Many studies have shown that beginning to smoke during adolescence increases the risk of developing multiple sclerosis and that this risk depends on both the number of years and the quantity of cigarettes smoked. The fact of smoking 5 cigarettes a day for 15 years multiplies the risk by 1.5, while heavy smoking (20-40 cigarettes a day) multiplies it by 2. Passive smoking is also involved, for instance in teenagers under 16 who develop the disease. A Swedish study has recently shown that the excess number of cases of multiple sclerosis caused by active or passive smoking  accounts for 22% of multiple sclerosis patients. 

If the patient continues to smoke after the first episode has been diagnosed, he or she is more susceptible  having a relapse sooner, displaying larger numbers of lesions detectable by brain resonance imaging, developing cerebral atrophy, and entering the secondary progressive phase of the disease. On average, the entry into the progressive phase occurs 8 years earlier in smokers than in non-smokers. On the contrary, when the patient ceases to smoke at the time of diagnosis (i.e. gives it up completely, as even a single cigarette a day has a negative impact), the consequences of smoking disappear in around 10 years and the disease evolves in the same way as in non-smokers.

What is toxic is tobacco smoke rather than tobacco itself. As a result, the first measure to protect the nervous system is to give up smoking completely. It should be ensured that the children of MS patients are not exposed to passive  smoke and do not begin to smoke in adolescence, as they already have a higher risk of developing multiple sclerosis (a risk of 2.5%, against 0.1% among the general population).

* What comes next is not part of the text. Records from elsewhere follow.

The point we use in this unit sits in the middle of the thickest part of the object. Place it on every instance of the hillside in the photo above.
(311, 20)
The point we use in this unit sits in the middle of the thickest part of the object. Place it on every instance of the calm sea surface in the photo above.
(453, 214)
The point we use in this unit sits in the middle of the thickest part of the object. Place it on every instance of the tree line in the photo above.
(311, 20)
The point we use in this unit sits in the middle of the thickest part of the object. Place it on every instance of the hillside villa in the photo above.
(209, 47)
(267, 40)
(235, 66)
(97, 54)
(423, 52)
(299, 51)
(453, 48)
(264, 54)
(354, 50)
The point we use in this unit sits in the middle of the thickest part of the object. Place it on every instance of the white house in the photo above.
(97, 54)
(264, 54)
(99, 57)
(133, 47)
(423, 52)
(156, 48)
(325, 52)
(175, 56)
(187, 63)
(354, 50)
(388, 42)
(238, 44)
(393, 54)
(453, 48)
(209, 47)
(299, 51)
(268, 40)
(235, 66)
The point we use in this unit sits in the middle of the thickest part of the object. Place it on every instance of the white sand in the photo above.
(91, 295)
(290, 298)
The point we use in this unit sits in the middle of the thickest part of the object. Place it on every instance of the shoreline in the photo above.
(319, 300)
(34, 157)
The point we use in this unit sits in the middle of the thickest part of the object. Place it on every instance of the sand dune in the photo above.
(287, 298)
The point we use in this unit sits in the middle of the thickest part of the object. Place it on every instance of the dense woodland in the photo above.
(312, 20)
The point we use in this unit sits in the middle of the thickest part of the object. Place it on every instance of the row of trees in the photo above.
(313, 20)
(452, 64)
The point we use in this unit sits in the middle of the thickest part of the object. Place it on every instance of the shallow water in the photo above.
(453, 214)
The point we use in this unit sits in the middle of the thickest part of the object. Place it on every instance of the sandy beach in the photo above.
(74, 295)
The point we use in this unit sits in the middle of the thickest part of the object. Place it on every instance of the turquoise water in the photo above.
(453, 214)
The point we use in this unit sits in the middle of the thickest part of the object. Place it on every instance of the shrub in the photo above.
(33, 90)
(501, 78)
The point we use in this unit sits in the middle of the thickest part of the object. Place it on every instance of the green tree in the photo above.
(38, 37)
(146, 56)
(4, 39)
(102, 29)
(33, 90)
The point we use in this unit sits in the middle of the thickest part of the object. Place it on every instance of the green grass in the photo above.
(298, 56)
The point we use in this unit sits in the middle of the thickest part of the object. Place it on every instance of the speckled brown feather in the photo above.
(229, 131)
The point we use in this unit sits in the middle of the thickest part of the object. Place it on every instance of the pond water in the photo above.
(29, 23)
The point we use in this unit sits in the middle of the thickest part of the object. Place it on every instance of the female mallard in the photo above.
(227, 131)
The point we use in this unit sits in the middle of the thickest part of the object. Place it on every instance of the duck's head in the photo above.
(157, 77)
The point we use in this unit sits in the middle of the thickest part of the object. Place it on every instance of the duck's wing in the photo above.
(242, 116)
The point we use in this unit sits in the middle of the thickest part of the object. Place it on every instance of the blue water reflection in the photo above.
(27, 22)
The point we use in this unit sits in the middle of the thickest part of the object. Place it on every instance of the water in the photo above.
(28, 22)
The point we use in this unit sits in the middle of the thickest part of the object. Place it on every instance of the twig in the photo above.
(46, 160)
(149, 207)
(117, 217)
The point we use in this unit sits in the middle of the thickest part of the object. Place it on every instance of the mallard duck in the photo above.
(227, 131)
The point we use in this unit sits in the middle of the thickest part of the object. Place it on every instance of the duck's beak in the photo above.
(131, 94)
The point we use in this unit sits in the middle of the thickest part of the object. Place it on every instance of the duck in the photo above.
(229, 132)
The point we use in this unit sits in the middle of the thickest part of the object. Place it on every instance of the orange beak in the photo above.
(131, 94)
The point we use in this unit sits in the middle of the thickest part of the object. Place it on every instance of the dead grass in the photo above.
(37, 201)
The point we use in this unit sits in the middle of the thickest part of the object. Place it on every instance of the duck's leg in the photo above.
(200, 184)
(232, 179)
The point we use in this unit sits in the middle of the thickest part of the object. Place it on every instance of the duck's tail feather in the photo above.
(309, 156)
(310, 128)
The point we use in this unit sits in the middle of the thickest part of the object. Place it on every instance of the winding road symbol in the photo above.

Taking Vitamin D: a precaution

Vitamin D deficiency is frequent in Northern Europe as 90% of Vitamin D is synthesized in the skin under the effect of the sun’s ultraviolet irradiation. Low Vitamin D blood levels in childhood and adolescence are a factor in the development of multiple sclerosis in adulthood. In a Finnish study published in March 2016, mothers with inadequate Vitamin D levels in early pregnancy almost doubled the risk of their children developing multiple sclerosis. Not only this vitamin is important to calcium and bone metabolism, but also aids the maturation of the immune system and has immunomodulating properties. The prevalence of the disease is twice as high in the North and East of France as in Provence and the Côte d’Azur; this prevalence is in reverse proportion to the ultraviolet irradiation in these areas and to the average Vitamin D blood levels of the populations concerned. In MS patients, low Vitamin D levels are associated with increased disease activity detected by brain resonance imaging.

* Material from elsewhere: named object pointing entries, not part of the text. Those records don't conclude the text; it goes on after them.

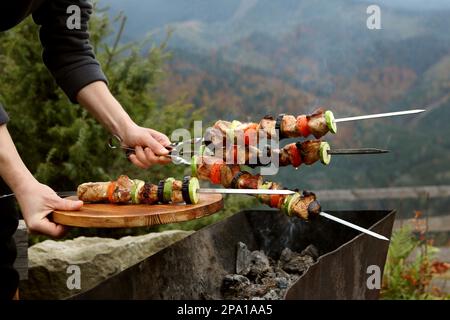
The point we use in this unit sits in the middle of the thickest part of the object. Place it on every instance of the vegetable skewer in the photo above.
(125, 190)
(295, 154)
(318, 123)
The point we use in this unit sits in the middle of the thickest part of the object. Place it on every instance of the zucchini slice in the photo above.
(189, 190)
(135, 188)
(325, 157)
(287, 204)
(329, 118)
(167, 189)
(194, 166)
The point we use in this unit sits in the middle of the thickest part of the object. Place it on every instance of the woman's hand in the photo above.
(149, 146)
(36, 202)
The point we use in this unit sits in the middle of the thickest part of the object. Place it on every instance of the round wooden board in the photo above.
(105, 215)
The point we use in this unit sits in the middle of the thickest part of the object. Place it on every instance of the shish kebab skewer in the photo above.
(125, 190)
(304, 206)
(319, 123)
(295, 154)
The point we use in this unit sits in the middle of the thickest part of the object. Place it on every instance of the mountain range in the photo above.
(242, 59)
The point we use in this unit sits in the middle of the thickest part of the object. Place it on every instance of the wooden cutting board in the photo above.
(105, 215)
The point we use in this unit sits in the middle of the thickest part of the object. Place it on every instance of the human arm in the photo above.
(36, 200)
(70, 58)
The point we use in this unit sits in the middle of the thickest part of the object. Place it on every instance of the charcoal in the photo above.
(243, 259)
(233, 285)
(259, 277)
(259, 264)
(311, 251)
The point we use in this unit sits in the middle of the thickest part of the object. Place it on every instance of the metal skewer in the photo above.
(379, 115)
(357, 151)
(244, 191)
(354, 226)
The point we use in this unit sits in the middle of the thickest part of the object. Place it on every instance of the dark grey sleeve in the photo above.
(67, 53)
(3, 115)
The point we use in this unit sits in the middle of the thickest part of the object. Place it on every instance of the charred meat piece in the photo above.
(93, 191)
(317, 124)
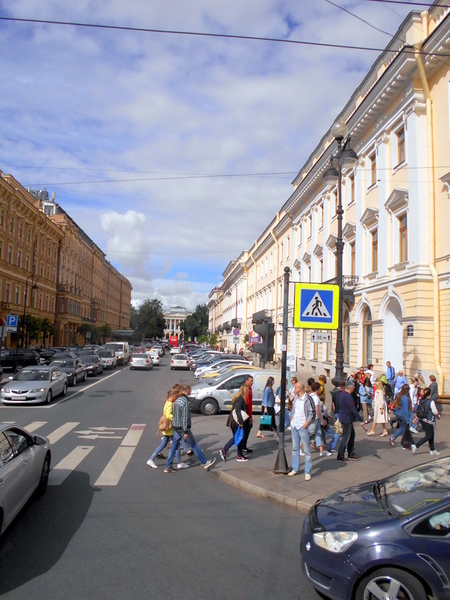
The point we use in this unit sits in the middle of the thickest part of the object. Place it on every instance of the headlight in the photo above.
(335, 541)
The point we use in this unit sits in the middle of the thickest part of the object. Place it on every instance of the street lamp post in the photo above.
(345, 158)
(35, 287)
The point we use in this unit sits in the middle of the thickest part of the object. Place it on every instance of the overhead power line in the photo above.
(407, 49)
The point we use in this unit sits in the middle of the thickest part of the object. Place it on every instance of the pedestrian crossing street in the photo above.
(113, 471)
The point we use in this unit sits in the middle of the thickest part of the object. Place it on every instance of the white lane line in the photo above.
(65, 467)
(134, 435)
(61, 431)
(116, 466)
(34, 425)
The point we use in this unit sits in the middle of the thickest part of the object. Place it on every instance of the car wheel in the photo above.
(392, 583)
(43, 481)
(209, 406)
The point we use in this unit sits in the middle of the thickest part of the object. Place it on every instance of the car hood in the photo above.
(352, 508)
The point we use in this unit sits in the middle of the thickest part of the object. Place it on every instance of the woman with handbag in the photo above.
(268, 422)
(238, 421)
(167, 433)
(380, 411)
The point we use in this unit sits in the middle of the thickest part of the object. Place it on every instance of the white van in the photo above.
(211, 397)
(122, 350)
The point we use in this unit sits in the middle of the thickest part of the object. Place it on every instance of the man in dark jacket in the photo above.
(347, 415)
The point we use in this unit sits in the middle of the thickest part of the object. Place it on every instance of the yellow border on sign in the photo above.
(326, 287)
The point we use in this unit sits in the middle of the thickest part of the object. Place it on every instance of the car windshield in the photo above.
(64, 363)
(412, 490)
(33, 375)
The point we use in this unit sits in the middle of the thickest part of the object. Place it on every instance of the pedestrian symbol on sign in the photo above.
(316, 308)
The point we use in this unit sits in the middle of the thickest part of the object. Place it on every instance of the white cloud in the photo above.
(144, 113)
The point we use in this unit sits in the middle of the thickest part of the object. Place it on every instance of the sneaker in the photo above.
(209, 463)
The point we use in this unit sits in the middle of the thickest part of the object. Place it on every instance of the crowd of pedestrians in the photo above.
(389, 401)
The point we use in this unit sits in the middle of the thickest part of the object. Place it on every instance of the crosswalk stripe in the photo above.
(35, 425)
(134, 435)
(64, 468)
(61, 431)
(116, 466)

This inverted ratio was particularly observed in two studies of interferon beta 1b (Betaferon), the BENEFIT and BEYOND studies. The presence of a high Vitamin D blood level, between 40 and 60 ng/ml, decreased the number of active lesions detected by brain imaging by almost 50%. These studies also demonstrated a synergetic effect between Vitamin D and beta interferon, which has not yet been demonstrated in the case of glatiramer acetate or other immunomodulating treatments used in the disease.

Vitamin D is not toxic, even when taken at high doses, up to 20,000 units per day (one ampoule of D Cure contains 25,000 units). In the current state of knowledge, maintaining a Vitamin D blood level of 40 to 60 ng/ml in MS patients – and in their children – is a justified precaution. Two placebo-controlled scientific studies concerning the addition of Vitamin D to the treatment of multiple sclerosis patients are under way or nearing completion (EVIDIMS and SOLAR). Their results will be important in the generalisation of Vitamin D as an additional therapy for multiple sclerosis.